Теперь мы говорим по очереди, то по-немецки, то по-английски.
Маленький принц с оливковой кожей, стройным телом, черными глазами, большими и печальными, длинными темными шелковистыми ресницами отвечает, защищаясь:
- Я спрашиваю, где здесь восток. Я должен произнести свою вечернюю суру. На коврике. При этом должен кланяться на восток.
- У меня есть наручные часы с компасом, - говорю я. - Мы устанавливаем, где восток. Точно там, где находится окно. - Так, - заявляю я господину Гертериху, потому что именно он, а не я должен поднять свой авторитет, я помог ему достаточно, - теперь говорите вы!
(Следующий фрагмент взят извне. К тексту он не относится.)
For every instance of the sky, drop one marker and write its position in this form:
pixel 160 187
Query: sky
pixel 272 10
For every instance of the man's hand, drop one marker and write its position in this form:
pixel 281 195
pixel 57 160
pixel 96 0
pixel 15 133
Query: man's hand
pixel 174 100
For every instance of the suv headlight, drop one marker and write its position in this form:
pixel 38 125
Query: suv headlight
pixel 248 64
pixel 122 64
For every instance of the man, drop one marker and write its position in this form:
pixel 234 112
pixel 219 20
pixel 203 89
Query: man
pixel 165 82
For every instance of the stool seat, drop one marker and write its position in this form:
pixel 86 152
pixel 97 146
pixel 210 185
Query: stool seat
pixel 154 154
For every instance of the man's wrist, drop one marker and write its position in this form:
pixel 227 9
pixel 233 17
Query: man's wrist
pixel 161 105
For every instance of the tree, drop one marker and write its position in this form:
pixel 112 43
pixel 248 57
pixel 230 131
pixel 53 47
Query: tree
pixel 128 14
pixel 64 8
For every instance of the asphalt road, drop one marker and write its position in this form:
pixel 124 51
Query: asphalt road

Нет, этот воспитатель у нас не задержится! Он, должно быть, жил в совсем плохих условиях… Даже сейчас, когда я все расставил по своим местам, он говорит неуверенно и запинаясь:
- Рашид, клади коврик напротив окна и читай свою ночную молитву.
- Это сура, это не молитва, - отвечает маленький принц и смотрит на меня взглядом, полным благодарности.
- Читай свою суру, - бормочет смущенный господин Гертерих.
Я решил помочь ему еще раз:
- Да, - предлагаю я, - произноси ее громко, Рашид. На своем языке. Мы все будем слушать. Никто тебе мешать не будет. И если господин Гертерих или я - все равно когда, утром или вечером, - хотя бы раз услышим, что тебя донимают, эти сорванцы узнают что почем.
Маленький принц приводит в порядок коврик, становится на колени, касается головой пола и что-то говорит на своем родном языке.
Глава 23
После этого он поднимается, маленький Рашид, скручивает молитвенный коврик и вползает в свою кроватку. Али и Ганси делают то же самое.
- Спокойной ночи, - желает господин Гертерих.
- Good night, gentlemen, - говорю я.
Никто не отвечает, только Рашид улыбается, и я замечаю, что Ганси видит эту улыбку. Неожиданно он тоже рассмеялся, эта ужасная черепушка, и мне теперь вообще непонятно, что я здесь за пять минут сотворил. Пора уже закрывать рот и мне, и господину Гертериху, этому бедняге!
Он идет сейчас со мной по коридору, подает мне потную холодную руку и заикается:
- Я благодарю вас, Оливер… я… я… Понимаете, сегодня мой первый день… Я просто болен от волнения… Так много детей. Маленькие, и все точно взбесились… Я боюсь, да, я признаюсь в этом, у меня ужасный страх… и если бы вы не помогли мне…
- Ваша душа должна покрыться мозолью, господин Гертерих. Иначе эти юнцы покончат с вами.
- Мозоль, мозоль, - бормочет он печально. - Легко сказать…
Потом он кивает мне и, шаркая по коридору, спускается вниз, в свою комнату. Может быть, этому мужику и не стоит помогать.
Двадцать два часа пятьдесят пять минут.
Наверху, на балконе второго этажа, прохладно, но не холодно. Луна за домом, потому балкон в тени. Там старая смотровая башня. Там дом Верены.
Ровно двадцать три.
Я достаю из пальто карманный фонарь и освещаю им дальнюю виллу. Я трижды мигаю, считаю до пяти. Затем снова мигаю.
В окне большого белого дома вспыхивает на мгновение яркий, очень яркий свет. Верена поняла меня.
Мысленно я уже все взвесил. До полудня школа. Потом я принесу браслет. Между двумя и четырьмя мы будем свободны, затем снова занятия до шести. Итак, Верена может встретить меня самое раннее в половине третьего. Можно даже сказать, в три. Никогда не знаешь, что произойдет.
Я мигаю фонарем пятнадцать раз. Пятнадцать раз светят обратно из виллы. На всякий случай мигаю еще пятнадцать раз.
Снова приходит ее сигнал: "Поняла!"
Теперь можно идти спать. Но я почему-то не иду, а стою на балконе и смотрю на большой белый дом в лесу. Почему?
Впервые я был так опечален, как никогда еще в своей жизни, я был даже мрачен. Я всегда со всей страстью стремлюсь к тому, что совершенно нереально.
Я слышу в доме крики детей. Это меня не пугает. Я знаю, они кричат в спальне, стонут в подушки, и мучаются, и плачут, потому что видят дурные сны.
Некоторые сидят на подоконнике и смотрят в ночь, как и я. Это особый мир - интернат. Возможно, вас не интересует, что это за мир. Меня, конечно, это очень интересует, поскольку это мой мир, в котором я живу. Поэтому я возвращаюсь мыслями к истории, которую рассказала мне фрейлейн Гильденбранд, когда я провожал ее домой, историю о детях, живущих в этом интернате.